Hinata kembali tenggelam dalam dunianya, tidak sadar bahwa daritadi Hidan masih setia mengamati gerak-gerik sang pekerjanya. Ketukan demi ketukan berirama tidak beraturan semakin keras ketika tiba-tiba muka Hinata mengeras ditambah dengan mulutnya yang membentuk pout kecil.
"Kau benar-benar tidak ada masalah Hinata?" Hidan mencoba bertanya sekali lagi setelah yakin Hinata mempunyai masalah yang tidak bisa diceritakan secara gamblang.
Hinata menggeleng, beralasan pergi membuang sampah untuk beranjak dari tempat duduknya meninggalkan Hidan yang masih punya segudang pertanyaan untuk dijawab.
.
.
.
"Ah tuan selamat datang." Sahut sang manager pub bar melihat sang direktur datang sebelum tempat tersebut buka untuk melayani pelanggan.
Sang pria itu mengangguk singkat, melepas mantel hitamnya dan memberikannya kepada seseorang yang menghampirinya sekedar menawarkan diri untuk menyimpankan mantel sang direktur. Sang manager pub bar itu kemudian memanggil semua pegawainya agar menghadap dan memberi salam kepada sang pemegang kekuasaan tertinggi disana.
"Selamat malam, Direktur." Sapa semua karyawan yang berbaris rapi menyambut masuknya sang direktur. Membalas singkat semua sapaan yang didengarnya, sang pria berlalu untuk menuju ruangan yang sudah beberapa waktu ini tidak dikunjunginya.
"Si anak baru belum datang ya?" Celetuk seorang wanita yang bekerja disana cukup menyita perhatian sang direktur.

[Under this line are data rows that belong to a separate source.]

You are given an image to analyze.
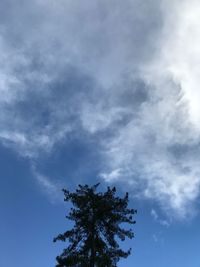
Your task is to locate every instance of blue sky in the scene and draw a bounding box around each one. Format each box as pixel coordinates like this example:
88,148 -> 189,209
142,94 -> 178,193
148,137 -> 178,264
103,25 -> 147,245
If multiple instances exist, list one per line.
0,0 -> 200,267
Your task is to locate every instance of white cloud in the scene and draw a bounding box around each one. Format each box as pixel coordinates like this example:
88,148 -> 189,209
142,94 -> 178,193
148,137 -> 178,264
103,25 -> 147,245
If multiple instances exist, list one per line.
0,0 -> 200,217
151,209 -> 170,227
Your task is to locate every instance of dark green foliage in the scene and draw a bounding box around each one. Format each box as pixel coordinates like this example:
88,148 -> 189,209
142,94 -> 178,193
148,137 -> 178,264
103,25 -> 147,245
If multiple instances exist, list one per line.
54,184 -> 136,267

Menoleh kesamping, sang direktur memberikan tatapan penuh tanya pada manager yang masih berjalan disamping mengekorinya.
"Ah- begini tuan, sejak seminggu yang baru kita punya seorang karyawan baru." Sahut sang menager tanggap. "Tapi entah mengapa hari ini dia terlambat, mungkin salju menghambat keretanya." Lanjutnya sambil memandang keluar jendela melihat awan mendung yang memuntahkan salju menimbun jalanan menjadi putih. "Kalau anda berkenan, saya akan menceritakannya sedikit-"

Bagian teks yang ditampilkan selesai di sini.